Adapun kekerasan tak sekadar berbentuk serangan fisik, namun juga verbal. Ini juga berbahaya. Meski tak menimbulkan luka berdarah, namun sejatinya kekerasan verbal akan menghancurkan jiwa anak. Membuat mereka kehilangan rasa percaya diri.

Dengan demikian, hal yang mendasar atas terjadinya tindak kekerasan terhadap anak adalah kesalahan dalam penerapan sistem pendidikan di negeri ini. Yakni pendidikan yang tidak berorientasi pada pembentukan kesalihan individu, melainkan sekadar ketajaman intelektual. Wajar, sebab pendidikan kita hari ini lebih condong dipersiapkan untuk menciptakan para ‘pekerja’ ketimbang generasi yang bertakwa.

Padahal ketakwaan adalah modal dasar yang menjadikan seseorang beradab dan berakhlakul karimah. Ketakwaan pula yang akan menjadikan seseorang menjadi sosok mulia dan jauh dari penyimpangan terhadap norma apalagi agama.

Penerapan sistem pendidikan Islam akan mewujudkan suasana yang kondusif dan tentram, baik bagi siswa maupun guru. Jika ditilik dari perspektif guru, kekerasan terjadi bisa jadi karena faktor internal guru yang terlampau lelah dan stress, oleh karena itu para guru sering tak sabar mengahadapi ‘kenakalan’ anak. Adapun stress guru disebabkan oleh tekanan hidup yang kian menghimpit. Sebagaimana kita tahu, bahwa penghasilan guru tak seberapa, apalagi guru honorer, tentu tak akan cukup untuk memenuhi kebutuhan hidupnya. Akhirnya banyak guru yang harus mencari pekerjaan lain di luar mengajar demi mendapat tambahan penghasilan. Ini jelas tak ideal. Guru menjadi tak fokus terhadap siswanya, kelelahan pun menyergap.

Adapun sistem pendidikan Islam akan menjamin kesejahteraan guru. Sebab Islam memandang para pendidik adalah ujung tombak keberhasilan sebuah pendidikan. Adapun pendidikan merupakan pilar terpenting dalam kemajuan sebuah bangsa. Maka Islam akan menghargai jasa-jasa pada guru dengan memberikan imabalan yang besar terhadapnya.

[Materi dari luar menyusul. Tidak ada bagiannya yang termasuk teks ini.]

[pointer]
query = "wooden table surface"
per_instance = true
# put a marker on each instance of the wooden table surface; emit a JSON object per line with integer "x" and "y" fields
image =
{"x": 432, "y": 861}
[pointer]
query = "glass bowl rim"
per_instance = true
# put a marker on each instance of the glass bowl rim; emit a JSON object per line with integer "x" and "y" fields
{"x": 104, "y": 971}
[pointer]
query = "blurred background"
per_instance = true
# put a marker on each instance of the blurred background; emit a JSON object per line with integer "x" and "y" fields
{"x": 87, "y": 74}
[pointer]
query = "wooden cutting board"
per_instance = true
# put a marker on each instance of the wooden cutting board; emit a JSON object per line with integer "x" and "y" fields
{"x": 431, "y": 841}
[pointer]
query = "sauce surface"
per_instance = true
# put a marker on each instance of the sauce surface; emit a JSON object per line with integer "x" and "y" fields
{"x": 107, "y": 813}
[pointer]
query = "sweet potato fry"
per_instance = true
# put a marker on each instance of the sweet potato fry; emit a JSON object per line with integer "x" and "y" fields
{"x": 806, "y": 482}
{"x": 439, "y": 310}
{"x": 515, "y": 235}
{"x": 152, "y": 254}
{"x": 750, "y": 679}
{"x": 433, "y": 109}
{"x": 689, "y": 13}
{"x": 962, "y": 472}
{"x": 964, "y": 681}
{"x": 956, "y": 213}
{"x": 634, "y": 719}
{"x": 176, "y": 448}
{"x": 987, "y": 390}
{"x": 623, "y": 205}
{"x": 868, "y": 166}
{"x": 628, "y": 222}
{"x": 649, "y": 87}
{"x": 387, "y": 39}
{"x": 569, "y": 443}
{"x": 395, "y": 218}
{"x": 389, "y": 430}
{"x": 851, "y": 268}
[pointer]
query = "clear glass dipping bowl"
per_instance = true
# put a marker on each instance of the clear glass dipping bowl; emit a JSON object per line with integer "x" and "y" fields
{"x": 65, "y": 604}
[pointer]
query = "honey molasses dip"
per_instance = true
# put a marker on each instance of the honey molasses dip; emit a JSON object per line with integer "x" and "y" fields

Sedangkan dari perspektif siswa, sejatinya siswa bermasalah adalah karena kurangnya pendidikan akidah terhadap mereka. Sistem pendidikan hari ini menjadikan sekularisme sebagai asasnya, sehingga wajar jika siswa tak kokoh akidahnya. Mereka hanya disibukkan dengan serangkaian tugas dan asupan materi akademik, tanpa ada pembentukan karakter secara serius. Akhirnya terciptalah jiwa-jiwa yang labil dan emosional. Seolah kekerasan menjadi cara terbaik untuk menyelesaikan masalah.

Maka, tidak ada cara lain menuntaskan berbagai masalah kekerasan di dunia pendidikan kecuali dengan penerapan sistem pendidikan Islam secara sempurna. Karema hanya sistem Islam lah yang akan mampu menciptakan kondisi ideal bagi manusia, baik Muslim maupun nonMuslim.